A quantidade de bens que tens no teu barco também pode ser usado para algo mais. Podes usá-los para apostar nas corridas de camelos. Se o decidires fazer, terás de escolher de que navio queres perder ou duplicar a carga e se o valor envolvido for aceitável, a aposta será válida. Serás depois levado para a parte do jogo da corrida, onde tu e um oponente vacilam no lombo de um camelo. Aqui torna-se dolorosamente óbvio de que este jogo se destina a ser jogado com um joystick, já que a corrida se desenrola à volta da velocidade com que se carregam nas teclas para a esquerda e para a direita alternadamente. O rato não funciona neste jogo e asseguro-te já que, a menos que tenhas um joystick, vais fazer imenso exercício com os dedos. Isto é, até à tua terceira corrida - ou algures por aí perto - quando não importa a força e rapidez exerças sobre o teclado, depois de cerca de dois terços da corrida, o teu oponente irá passar por ti a correr e deixa-te para trás. Não fui capaz de evitar isso, fosse o que fosse que tentasse. Parece que está programado dessa maneira... Portanto, um ponto negativo também aqui.

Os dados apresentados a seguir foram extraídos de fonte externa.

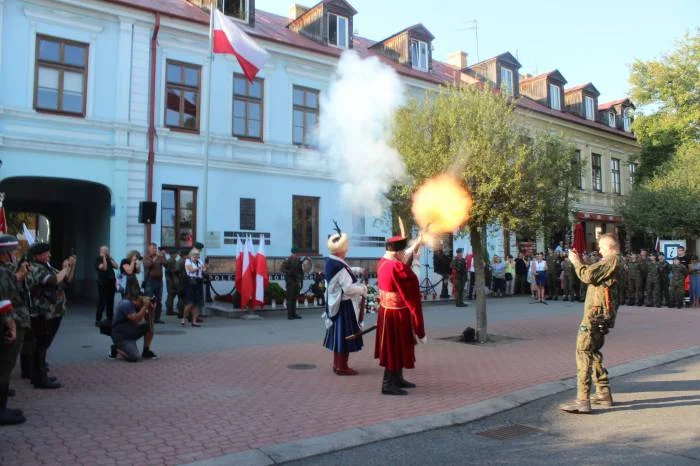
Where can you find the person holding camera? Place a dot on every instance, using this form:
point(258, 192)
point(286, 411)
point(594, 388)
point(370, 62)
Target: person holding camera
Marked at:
point(599, 312)
point(130, 268)
point(106, 285)
point(14, 321)
point(194, 288)
point(133, 321)
point(153, 265)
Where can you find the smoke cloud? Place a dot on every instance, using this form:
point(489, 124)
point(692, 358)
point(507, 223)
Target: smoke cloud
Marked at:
point(354, 130)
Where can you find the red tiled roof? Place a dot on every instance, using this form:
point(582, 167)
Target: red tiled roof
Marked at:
point(272, 27)
point(529, 104)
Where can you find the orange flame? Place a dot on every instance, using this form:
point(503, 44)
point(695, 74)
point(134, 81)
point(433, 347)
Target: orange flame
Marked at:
point(441, 205)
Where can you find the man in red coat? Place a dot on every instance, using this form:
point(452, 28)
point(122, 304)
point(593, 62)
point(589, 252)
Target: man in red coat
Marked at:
point(400, 317)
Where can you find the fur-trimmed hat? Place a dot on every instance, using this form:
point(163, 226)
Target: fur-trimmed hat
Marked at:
point(338, 241)
point(8, 243)
point(38, 248)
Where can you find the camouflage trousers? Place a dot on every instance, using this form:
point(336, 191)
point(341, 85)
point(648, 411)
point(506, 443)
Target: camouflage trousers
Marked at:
point(653, 295)
point(635, 291)
point(677, 295)
point(589, 362)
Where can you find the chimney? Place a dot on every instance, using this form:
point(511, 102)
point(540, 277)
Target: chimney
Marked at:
point(296, 10)
point(457, 59)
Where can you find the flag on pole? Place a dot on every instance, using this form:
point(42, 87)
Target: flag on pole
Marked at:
point(262, 278)
point(239, 264)
point(230, 39)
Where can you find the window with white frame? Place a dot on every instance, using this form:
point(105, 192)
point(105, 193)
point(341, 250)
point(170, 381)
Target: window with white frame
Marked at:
point(633, 173)
point(616, 180)
point(338, 31)
point(507, 80)
point(419, 55)
point(555, 96)
point(626, 120)
point(237, 9)
point(589, 108)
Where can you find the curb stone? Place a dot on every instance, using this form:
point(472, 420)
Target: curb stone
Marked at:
point(314, 446)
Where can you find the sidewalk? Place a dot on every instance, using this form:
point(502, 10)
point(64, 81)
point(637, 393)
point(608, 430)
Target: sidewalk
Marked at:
point(189, 407)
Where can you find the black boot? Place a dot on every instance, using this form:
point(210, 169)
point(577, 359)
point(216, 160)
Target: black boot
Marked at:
point(40, 379)
point(403, 383)
point(25, 363)
point(8, 416)
point(390, 385)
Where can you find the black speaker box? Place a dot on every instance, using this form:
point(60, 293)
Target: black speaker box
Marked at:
point(147, 212)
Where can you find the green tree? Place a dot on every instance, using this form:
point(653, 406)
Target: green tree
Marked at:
point(516, 179)
point(666, 91)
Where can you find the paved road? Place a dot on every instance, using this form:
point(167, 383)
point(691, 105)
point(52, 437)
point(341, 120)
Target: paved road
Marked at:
point(655, 421)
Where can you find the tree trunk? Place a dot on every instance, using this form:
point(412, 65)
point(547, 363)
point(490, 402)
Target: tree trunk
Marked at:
point(479, 283)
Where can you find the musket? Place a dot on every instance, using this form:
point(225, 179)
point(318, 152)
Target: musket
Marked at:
point(360, 333)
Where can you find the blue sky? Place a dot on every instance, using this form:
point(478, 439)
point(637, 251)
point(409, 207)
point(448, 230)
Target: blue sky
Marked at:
point(591, 41)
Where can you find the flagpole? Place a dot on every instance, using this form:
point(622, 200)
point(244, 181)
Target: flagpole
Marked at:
point(207, 130)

E há muitas outras coisas neste jogo que irei agora listar todas de uma vez. E farei isto muito simplesmente por uma razão que é... elas não contribuem absolutamente nada para o jogo. E estas são: o conselheiro, a criação de um harém, construir edifícios de porte (na altura que consigo terminar os meus, já acabei o jogo, mesmo que apareça a mensagem a dizer que preciso de uma pirâmide para o poder terminar... Nunca consegui terminar a tal pirâmide) e as ofertas aos deuses. Se alguém souber como é que realmente cada uma destas coisas tem influência no jogo, e não apenas em teoria, além de consumirem recursos, que me diga, pois eu gostaria muito de saber.
Apesar de todos estes "problemas" que foram mencionados, mais a falta de um indicador para mostrar quanto é que ainda falta para se chegar ao nível seguinte e a falta de um menu principal (o que quer dizer que terás de começar o jogo todo do inicio cada vez que o teu personagem "morre" antes de poderes carregar um jogo gravado anteriormente), o jogo não é assim tão mau. Tem muitas pequenas coisas que fazem com que mereça que se lhe dê uma olhadela. Por exemplo, quando sobes um nível na escada social, as tuas vestes e adornos mudam. Os gráficos em si são também agradáveis, e o jogo tem algumas cenas giras. A música põe-te na atmosfera certa (com os ciclos correctos do DOSBox, claro, senão parecer-te-á que as tuas colunas estão aos gritos) e a diversidade de mini jogos que constituem as diferentes partes e o conceito geral irão manter-te ocupado durante algum tempo, e se tiveres uma vontade de ferro, poderás até conseguir terminar o jogo. O conceito em si é razão suficiente para fazeres o seu "download", mesmo com todas as suas falhas. Tem o potencial para ser um jogo lendário. É simplesmente uma pena que não tenha vivido a sua imensidão.